For a moment she stood there, beautifully balanced on her wheel, like the tantalizing image she was. In that pause he realized that he had spoken only part of the truth when he said he loved her. He loved the other Small Bear too: the mode of Sphere Polaris.
Then she spoke, startling him—until he remembered the Polarian finesse with projections. Naturally they could animate her voice too. “And I love you, Alien Stone,” she said, translating his name as he had hers. “It is like rising from the dead, finding you thus.”
That hurt. What sadist was orchestrating this dialogue of his humiliation? “Wherever you may be, there I join you.”
“I am in the Great Circle.” Around them formed the huge bright sphere of the Polarian heaven, the Ultimate Circularity in which all of Sphere Sol was merely a faint constellation. There was the sound of perfect music and the taste of rapturous interaction and the sensation of harmony.
Flint reached toward her with his trunk, and she reached toward him with her tail—but he hesitated, not wishing to shatter the illusion by verifying her insubstantiality. Then she closed the gap—and there was physical contact.
Astonished, he drew her close. “You’re alive!”
“Now I am,” she said. “The Big Wheel bade me wait, so that he could remedy the matter.”
So His Rondure had detoured Flint to an educational mission while he got the facts from Tsopi. “The Wheel is a meddling genius!” Flint exclaimed angrily. “He’s downright linear in his fashion.”
“That is how he retains his position,” she agreed.
“Well, I meant everything I said, even if you are alive. I don’t care how many Polarians laugh their balls off at my folly! I came to—”
“No one laughs,” she demurred. “What you have done is beautiful, more circular than any native could have managed. You have reenacted the legend of your star.”
He drew apart. “It is time,” he said.
“Yes.”
They circled each other, as before. Flint didn’t care if the whole of Sphere Polaris was watching; he was going to abate the debt in style.
Tsopi laid down her provocative taste, and Flint augmented it with his own. The two trails fed on each other, building up the mood layer by layer as the two wheels spiraled inward toward the center.
At last they met. Flint’s trunk and Tsopi’s tail twined together, and their two balls touched each other in an electrifying spinning kiss.
Flint found that his body needed no instruction. As with Solarians and all other species both sapient and animal, nature sufficed. He knew it could not be worse than poking a stiffened stick into the body of the loved one.
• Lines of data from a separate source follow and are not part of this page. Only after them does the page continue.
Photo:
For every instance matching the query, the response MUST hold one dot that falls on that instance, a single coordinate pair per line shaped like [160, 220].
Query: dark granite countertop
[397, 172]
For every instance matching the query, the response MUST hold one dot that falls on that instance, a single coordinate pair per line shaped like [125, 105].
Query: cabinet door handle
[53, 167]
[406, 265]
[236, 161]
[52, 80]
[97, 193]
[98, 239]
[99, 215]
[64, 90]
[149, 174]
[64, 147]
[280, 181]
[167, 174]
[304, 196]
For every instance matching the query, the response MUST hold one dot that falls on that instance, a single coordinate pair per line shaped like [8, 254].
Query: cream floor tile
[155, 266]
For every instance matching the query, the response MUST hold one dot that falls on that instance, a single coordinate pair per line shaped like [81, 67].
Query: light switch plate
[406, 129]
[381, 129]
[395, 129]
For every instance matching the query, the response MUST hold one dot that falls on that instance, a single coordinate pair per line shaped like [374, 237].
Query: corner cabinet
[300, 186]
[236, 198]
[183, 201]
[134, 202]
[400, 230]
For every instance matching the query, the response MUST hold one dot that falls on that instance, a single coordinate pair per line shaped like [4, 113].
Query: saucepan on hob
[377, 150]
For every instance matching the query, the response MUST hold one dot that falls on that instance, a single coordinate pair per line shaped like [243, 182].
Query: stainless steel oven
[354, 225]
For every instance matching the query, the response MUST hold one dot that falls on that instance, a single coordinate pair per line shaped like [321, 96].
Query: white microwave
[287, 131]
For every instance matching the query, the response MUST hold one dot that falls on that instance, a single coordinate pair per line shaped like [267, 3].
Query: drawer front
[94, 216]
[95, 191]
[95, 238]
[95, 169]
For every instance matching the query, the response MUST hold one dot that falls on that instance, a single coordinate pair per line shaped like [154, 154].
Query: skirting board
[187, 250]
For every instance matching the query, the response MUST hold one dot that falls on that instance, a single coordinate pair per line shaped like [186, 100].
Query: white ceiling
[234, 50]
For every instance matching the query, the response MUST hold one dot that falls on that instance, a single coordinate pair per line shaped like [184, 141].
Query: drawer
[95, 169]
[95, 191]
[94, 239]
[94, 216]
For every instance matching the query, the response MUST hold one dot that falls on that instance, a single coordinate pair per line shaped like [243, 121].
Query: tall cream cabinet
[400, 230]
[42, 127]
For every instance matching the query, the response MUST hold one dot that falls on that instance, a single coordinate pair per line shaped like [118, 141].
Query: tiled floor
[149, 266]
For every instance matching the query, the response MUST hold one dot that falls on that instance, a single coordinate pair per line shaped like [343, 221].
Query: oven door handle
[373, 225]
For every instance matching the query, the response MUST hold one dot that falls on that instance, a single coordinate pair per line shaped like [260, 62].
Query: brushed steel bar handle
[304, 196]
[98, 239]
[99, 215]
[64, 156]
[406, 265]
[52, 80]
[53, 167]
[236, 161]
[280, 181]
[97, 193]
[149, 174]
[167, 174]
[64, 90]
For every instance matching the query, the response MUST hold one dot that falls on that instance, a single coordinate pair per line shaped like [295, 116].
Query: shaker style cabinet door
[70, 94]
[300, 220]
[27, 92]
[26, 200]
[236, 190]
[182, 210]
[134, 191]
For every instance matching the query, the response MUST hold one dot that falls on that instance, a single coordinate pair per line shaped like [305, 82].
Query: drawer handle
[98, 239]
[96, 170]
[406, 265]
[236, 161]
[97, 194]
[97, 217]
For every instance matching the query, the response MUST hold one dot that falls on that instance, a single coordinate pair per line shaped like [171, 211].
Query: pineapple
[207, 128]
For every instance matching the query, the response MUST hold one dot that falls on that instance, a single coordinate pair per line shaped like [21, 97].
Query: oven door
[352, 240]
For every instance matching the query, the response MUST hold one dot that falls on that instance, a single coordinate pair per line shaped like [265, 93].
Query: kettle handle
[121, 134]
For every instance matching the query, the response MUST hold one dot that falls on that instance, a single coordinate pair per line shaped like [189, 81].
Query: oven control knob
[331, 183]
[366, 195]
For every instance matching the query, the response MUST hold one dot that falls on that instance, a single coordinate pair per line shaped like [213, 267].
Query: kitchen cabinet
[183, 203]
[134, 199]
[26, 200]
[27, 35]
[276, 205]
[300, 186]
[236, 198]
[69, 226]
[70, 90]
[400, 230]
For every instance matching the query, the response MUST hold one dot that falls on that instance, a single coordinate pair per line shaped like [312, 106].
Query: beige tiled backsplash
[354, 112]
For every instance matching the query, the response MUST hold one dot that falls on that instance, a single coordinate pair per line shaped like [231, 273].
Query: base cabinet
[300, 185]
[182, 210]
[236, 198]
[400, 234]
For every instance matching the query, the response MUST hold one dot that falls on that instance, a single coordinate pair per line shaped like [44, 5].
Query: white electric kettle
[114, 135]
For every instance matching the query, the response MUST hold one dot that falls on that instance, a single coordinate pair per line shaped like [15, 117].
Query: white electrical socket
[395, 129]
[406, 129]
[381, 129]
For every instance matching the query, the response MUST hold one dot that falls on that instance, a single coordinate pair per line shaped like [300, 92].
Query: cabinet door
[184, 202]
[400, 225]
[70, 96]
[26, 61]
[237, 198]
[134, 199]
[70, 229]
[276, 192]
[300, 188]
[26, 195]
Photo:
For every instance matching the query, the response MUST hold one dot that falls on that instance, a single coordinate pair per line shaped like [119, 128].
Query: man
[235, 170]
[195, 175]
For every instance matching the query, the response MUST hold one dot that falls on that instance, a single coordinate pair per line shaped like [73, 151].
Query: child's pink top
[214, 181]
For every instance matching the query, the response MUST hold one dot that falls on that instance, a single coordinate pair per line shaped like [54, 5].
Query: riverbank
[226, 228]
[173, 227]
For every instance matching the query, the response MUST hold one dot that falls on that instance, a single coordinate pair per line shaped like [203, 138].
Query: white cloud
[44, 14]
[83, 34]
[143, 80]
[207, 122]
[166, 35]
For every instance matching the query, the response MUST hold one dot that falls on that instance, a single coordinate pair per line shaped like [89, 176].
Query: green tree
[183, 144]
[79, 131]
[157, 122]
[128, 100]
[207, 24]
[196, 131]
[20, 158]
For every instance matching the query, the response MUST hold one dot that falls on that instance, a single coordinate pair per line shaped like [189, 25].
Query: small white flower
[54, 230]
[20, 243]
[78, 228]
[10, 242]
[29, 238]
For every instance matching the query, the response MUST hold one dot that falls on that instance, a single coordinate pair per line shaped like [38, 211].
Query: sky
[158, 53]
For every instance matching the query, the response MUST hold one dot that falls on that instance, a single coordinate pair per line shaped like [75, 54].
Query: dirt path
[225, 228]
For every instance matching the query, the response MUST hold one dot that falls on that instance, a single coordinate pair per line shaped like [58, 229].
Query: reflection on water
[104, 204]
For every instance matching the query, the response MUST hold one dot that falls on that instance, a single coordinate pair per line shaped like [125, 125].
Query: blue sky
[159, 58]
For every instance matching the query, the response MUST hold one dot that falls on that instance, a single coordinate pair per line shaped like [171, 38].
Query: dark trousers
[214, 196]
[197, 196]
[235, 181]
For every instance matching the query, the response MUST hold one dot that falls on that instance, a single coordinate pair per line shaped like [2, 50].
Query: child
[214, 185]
Yet the steps of it astonished the human fragment of his mind. For at the height of his passion, Flint lay down and released his wheel. He had not realized that this was possible; he had supposed it was an inseparable part of his anatomy. Now it rolled slowly across the floor away from him, leaving him lame. Without that wheel, motion was virtually impossible; only in an extraordinary circumstance would any Polarian part with it.
The act of reproduction was one such occasion. Tsopi lay down opposite him and moved close—and Flint took the exposed portion of her wheel into his vacant wheel-chamber. The sensations were intensified excruciatingly, for they were direct; her secretions mixed with his without being diluted by an intervening surface. Trunk and tail reached around to twine together, drawing the connection tight.
Now the real action began. The rim of Flint’s torso met the rim of Tsopi’s, sealing all the way around their mutual sphere, so that none of it was exposed to the air. And the two of them spun it—rapidly. More rapidly than possible in any individual situation, for the wheel-controlling mechanisms of both parties were operating in tandem. Each had specialized adhesive muscles that touched the embedded surface of the wheel, moving it precisely and releasing it to other muscles. This was more than enough for ordinary locomotion—but now it was doubled.